The United States already has run afoul of those branches. Egypt last year prosecuted U.S. and other Western nongovernmental organizations, mostly pro-democracy nonprofits, on charges related to illegally funding local activists. Some analysts say the Obama administration was partly to blame for the debacle by rushing to bolster secular and moderate groups as a counterweight to the powerful – and deep-pocketed – Islamist blocs that ascended after Mubarak’s fall.
In June 2011, a report from the Gallup polling group advised that it was too soon then to push pro-democracy funding in Egypt, advising that it was too sensitive an issue and would backfire.
“That’s exactly what happened,” said Dalia Mogahed, director of the Gallup Center for Muslim Studies. “It was way too much, too soon, to pour money into such a volatile situation where people were already very suspicious.”
Angry over the NGO trial and alarmed at the political dominance of Islamist factions, some U.S. lawmakers advocate cutting U.S. foreign aid to Egypt or at least adding conditions such as abiding by the Camp David peace treaty with Israel or protecting Egypt’s Coptic Christian minority. For years, the U.S. has given Egypt a nearly $2 billion annual aid package, the second-highest recipient of U.S. largesse after Israel.
That tactic, analysts say, feels dated now, and the next administration will have to draft a whole new playbook for Egypt and the rest of the region.
The old arrangement of the United States “buying peace” with foreign aid, analysts say, ignores a new political order in the Middle East that is suspicious of foreign aid and seeks a relationship with their American counterparts based on “mutual interests,” as the Muslim Brotherhood is fond of saying
“They won’t be bribed anymore,” said Michael Hanna, an Egypt specialist at the Century Foundation, a research center in New York. “Egyptians will support Camp David because they’ve decided it’s in Egypt’s national interest to do so.”
In a particularly bitter irony for the Obama administration, Libya, the Arab nation where U.S. popularity was highest, is now its Achilles heel on foreign policy. It was just this spring that a Gallup poll found that 54 percent of Libyans approved of U.S. leadership – the highest rating of any Arab country and higher than even Canada’s. They were also open to U.S. aid and U.S. help in building a civil society – assistance that many other nations view with suspicion.
A few months, later, the death of the U.S. ambassador in the Sept. 11 attacks on U.S. posts only shined a light on the worst of Libya since the fall of longtime strongman Moammar Gadhafi: weak central government, little in the way of law enforcement, and wide-open space for jihadists to plot and carry out attacks.
Even the growing conflict in neighboring Mali, where militant Islamists have imposed a merciless brand of Islamic law in part of the country, is seen as an offshoot of the instability in Libya.

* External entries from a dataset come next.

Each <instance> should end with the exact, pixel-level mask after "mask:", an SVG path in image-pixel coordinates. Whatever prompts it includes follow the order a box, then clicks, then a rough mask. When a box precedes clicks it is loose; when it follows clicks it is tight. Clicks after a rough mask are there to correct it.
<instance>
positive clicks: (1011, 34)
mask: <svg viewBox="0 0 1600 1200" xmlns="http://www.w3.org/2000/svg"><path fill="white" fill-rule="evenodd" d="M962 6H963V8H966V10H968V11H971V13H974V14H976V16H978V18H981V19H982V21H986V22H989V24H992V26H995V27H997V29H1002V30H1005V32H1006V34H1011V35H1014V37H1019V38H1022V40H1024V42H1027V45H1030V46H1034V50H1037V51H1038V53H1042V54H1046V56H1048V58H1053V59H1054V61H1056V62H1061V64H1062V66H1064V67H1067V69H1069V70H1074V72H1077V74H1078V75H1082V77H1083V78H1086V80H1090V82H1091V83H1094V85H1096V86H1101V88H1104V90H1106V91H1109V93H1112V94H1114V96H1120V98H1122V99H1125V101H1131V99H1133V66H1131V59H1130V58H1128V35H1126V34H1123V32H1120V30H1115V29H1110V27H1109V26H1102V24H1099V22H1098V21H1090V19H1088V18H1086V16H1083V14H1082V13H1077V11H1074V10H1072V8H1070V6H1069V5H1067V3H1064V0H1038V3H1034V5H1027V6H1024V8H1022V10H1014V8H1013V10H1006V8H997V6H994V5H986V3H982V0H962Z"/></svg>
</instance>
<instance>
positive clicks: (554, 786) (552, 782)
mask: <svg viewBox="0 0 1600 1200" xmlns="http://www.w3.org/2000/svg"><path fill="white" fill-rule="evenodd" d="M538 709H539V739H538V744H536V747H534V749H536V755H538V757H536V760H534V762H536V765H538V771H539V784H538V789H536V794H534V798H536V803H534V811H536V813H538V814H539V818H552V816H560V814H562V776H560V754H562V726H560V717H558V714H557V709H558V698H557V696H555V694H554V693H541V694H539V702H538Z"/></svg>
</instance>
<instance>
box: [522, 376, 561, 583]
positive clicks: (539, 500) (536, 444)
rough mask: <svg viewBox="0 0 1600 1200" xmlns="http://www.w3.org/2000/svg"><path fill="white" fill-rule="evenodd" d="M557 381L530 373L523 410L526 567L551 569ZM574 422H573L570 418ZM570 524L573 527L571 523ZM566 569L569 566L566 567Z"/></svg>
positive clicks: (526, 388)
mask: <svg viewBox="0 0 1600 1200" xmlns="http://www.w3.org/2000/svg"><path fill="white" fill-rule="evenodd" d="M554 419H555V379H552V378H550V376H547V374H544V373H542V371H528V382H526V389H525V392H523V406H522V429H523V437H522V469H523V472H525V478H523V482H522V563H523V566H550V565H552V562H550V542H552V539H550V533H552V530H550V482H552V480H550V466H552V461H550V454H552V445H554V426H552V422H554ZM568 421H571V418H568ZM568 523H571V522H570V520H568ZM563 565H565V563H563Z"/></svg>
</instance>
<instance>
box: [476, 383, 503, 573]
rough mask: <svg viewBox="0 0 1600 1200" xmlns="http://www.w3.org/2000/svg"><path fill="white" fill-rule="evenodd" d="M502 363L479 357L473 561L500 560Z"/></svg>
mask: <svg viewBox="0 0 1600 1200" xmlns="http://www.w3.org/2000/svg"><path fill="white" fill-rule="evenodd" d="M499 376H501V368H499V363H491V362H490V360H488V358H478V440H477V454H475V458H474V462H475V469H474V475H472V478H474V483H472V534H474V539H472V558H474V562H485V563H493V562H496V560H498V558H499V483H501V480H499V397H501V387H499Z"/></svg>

The militants’ takeover of northern Mali was helped in large part by weapons looted from Gadhafi’s abandoned arsenals.
As much as the Obama administration, in damage-control mode, would like move beyond the topic of Libya, analysts say, North Africa remains a powder keg that could explode anew and force the next president into yet another redrafting of foreign policy on the fly.
“Libya is not even post-civil war. It’s a war zone, and it’s really a lot closer to Iraq than to Egypt,” Mogahed said. “It’s zero capacity, and the government is starting from scratch. There’s no boat – they’re building a raft. We have to think of it as a war zone and deal with it as a war zone.”